ENRIQUE GARCÍA-MÁIQUEZ,
Como todas las personas interesantes y arriesgadas, el flamante y flamígero Milei es un tipo complejo. Los que no se alegran nada de su victoria me recriminan que está de acuerdo con la compraventa de órganos (un día tendré que hablar del juego que da mi moral a quienes no la comparten). Pero como me lo dicen sin acritud y quizá de buena fe, compensa contestar. Claramente, yo no soy partidario de la compraventa de órganos, ni siquiera con todas las matizaciones teóricas y prevenciones prácticas que expone el libertario Javier Milei. Yo creo que la comunidad y el Derecho tienen la obligación moral y jurídica de defender a toda persona también de los ataques a su dignidad que provengan de sí misma.
Sin embargo, en los errores hay también jerarquías que permiten articular los análisis con el recto juicio moral. Cuando cuento que para Dante —el escritor católico y medieval por excelencia— el pecado menos grave de todos era, sin duda ninguna, la lujuria, veo en algunos de mis interlocutores un brillillo en los ojos. A veces he tenido que explicar rápidamente que eso no le quitaba gravedad a la cosa. Ahí están dando vueltas eternamente los hermosísimos Francesca de Rímini y Paolo Malatesta en el Inferno. Poca broma, por tanto; pero lo cierto es que, basándose en Aristóteles, en santo Tomás de Aquino y en su sentido común, Dante entiende que mucho peores son el engaño, la crueldad o la traición que el amor arrebatador y vertiginoso.
Contra lo que piensa el tópico, la ortodoxia no es granítica, sino una escuela de sutilezas felices y equilibrios prodigiosos. Lo de Milei también admite círculos, digamos. No acierta cuando admite, como libertario que es, la compraventa de órganos para trasplantes. Y acierta esplendorosamente cuando reniega, como libertario que es, del aborto.
Milei, al ser partidario de someterse siempre y en todo caso a los derechos y la voluntad del individuo, hace un enfoque quizá no más acertado ni más sólido que el mío (humildemtne), pero sí más impactante y atractivo para el mundo líquido de hoy. Javier Milei está contra el aborto porque reconoce (como hacen todos los científicos) que el feto es otra vida y, por tanto, no se puede eliminar por la voluntad de un segundo individuo, aunque sea su mismísima madre. El individuo es sagrado, y tanto que por eso Milei defiende también su propiedad sobre sus órganos.
Con la eutanasia ya me había escandalizado yo por algo parecido. Sin estar a favor, me he preguntado a menudo cómo era posible que los países occidentales admitamos con muchísima más facilidad el aborto que la eutanasia, para la que siempre arrastramos los pies.

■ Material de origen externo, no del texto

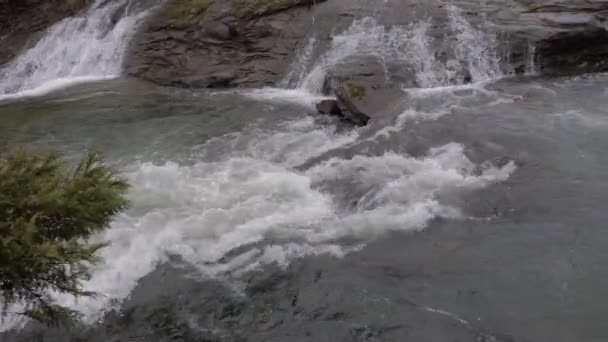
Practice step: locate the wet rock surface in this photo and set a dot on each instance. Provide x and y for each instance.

En el aborto se elimina a un ser humano que quiere vivir, como demuestra su resistencia a ser abortado; y en la eutanasia se elimina a un ser humano que, en principio, está deseando acabar consigo mismo de una vez. ¿No debería marcar eso, como en el Inferno de Dante, una diferencia moral? Todavía más. ¿Cómo es posible que la policía, los bomberos e incluso un héroe anónimo que pasaba por allí intervengan sin pensárselo para evitar un suicidio y que ese mismo policía te multe o te detenga si estás rezando en silencio en los alrededores de un centro abortista? Un libertario no podría jamás entenderlo y, en este caso, yo con él tampoco.
En definitiva, la postura de Milei hace y hará muchísimo bien a la causa de la vida por su coherencia libertaria a prueba de demagogias y por su pizca de escándalo, que el mundo ensordecido de hoy en día a los debates morales necesita. Con su enfoque distinto, demuestra que son muchas y diversas las razones para estar radicalmente en contra del aborto.
Esta dinámica de matices y análisis que nos permite la ortodoxia y la jerarquía de bienes esenciales, también explica que, a pesar de las diferencias ideológicas evidentes, uno pueda compartir la alegría y la esperanza de la Argentina, si las elecciones de octubre reafirman la victoria de Javier Milei. Gobernará alguien que sabe muy bien que la vida es el primer derecho humano y la base de todos los demás. Cuando toque discutirle otros enfoques, lo haré; pero salvemos siempre el bien (el bien, además, vigoroso y bien armado dialécticamente), que no andamos sobrados.